Wczoraj w Bydgoszczy rozpoczęły się juwenalia. Na ulicach pojawili się więc studenci, którzy zbierają od kierowców datki na imprezowanie. Najczęściej wchodzą na jezdnię, gdy auta stoją na światłach. Czy wolno im to robić?
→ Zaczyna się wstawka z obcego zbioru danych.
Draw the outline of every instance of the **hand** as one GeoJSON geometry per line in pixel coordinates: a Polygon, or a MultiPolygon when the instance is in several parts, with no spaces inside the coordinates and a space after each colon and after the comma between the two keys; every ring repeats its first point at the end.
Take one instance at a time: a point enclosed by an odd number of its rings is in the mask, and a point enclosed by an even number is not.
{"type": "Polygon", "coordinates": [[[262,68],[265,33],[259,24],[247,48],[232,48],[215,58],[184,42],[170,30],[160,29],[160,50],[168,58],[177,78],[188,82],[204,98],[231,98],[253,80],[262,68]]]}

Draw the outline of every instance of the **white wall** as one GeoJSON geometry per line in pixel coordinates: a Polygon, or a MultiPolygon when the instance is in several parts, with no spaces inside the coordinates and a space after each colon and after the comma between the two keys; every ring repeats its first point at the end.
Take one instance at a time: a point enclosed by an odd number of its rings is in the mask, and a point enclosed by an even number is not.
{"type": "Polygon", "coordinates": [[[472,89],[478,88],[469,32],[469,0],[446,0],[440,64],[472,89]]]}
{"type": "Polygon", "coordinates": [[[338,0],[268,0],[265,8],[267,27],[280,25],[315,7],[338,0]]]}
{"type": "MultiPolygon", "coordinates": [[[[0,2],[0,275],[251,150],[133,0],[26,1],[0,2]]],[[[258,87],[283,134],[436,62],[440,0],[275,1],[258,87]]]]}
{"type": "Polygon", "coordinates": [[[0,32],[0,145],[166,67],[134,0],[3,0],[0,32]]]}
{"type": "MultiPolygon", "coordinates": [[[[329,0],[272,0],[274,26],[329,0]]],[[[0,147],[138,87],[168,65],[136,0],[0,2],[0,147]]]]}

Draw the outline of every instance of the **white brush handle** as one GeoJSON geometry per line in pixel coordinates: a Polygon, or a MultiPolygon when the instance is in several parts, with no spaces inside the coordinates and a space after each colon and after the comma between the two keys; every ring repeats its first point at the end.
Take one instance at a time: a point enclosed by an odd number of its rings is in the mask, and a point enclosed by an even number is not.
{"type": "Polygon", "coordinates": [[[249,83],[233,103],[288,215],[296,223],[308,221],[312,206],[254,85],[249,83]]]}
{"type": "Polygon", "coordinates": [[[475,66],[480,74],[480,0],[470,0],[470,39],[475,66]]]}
Święto studentów to tradycja i to rozumiemy, ale jeśli takie osoby będą stwarzały niebezpieczne sytuacje na drodze, będziemy reagować. Zgodnie z prawem o ruchu drogowym, piesi powinni poruszać się chodnikiem.
JUWENALIA 2016 BYDGOSZCZ:[JUWENALIA 2016 W BYDGOSZCZY] Studenci opanowali ronda, skrzyżowania i pobocza. Imprezy od środy [ZDJĘCIA]
Czy w poprzednich latach policjanci mieli sygnały od kierowców, którzy skarżyli się na takich studentów?
Nie przypominam sobie takich zgłoszeń. Juwenalia są co roku i kierowcy chyba przyzwyczaili się już do widoku poprzebieranych studentów z puszkami w ręku. Na pewno jedni patrzą na nich z uśmiechem, a inni się irytują. Ważne, aby żacy nie przekraczali granic zdrowego rozsądku, bo bezpieczeństwo pieszych i użytkowników dróg to priorytet.
Co grozi studentom, którzy wtargną na jezdnię i stworzą zagrożenie na drodze?
Możemy ich ukarać mandatem w wysokości 50 zł. Jeśli ktoś odmówi jego przyjęcia, kierujemy sprawę do sądu, który decyduje, czy doszło do wykroczenia i jaką karę należy nałożyć. Mam jednak nadzieję, że do takich sytuacji nie dojdzie, a w razie potrzeby wystarczy pouczenie. Młodość ma swoje prawa, ale studenci muszą pamiętać, że pewnych granic przekraczać im nie wolno.
Czy przed juwenaliami policjanci edukują żaków w tej kwestii?
Funkcjonariusze z pionu prewencji spotykają się wcześniej z przedstawicielami samorządów studenckich i przypominają im, jakie zachowania na drodze są dopuszczalne.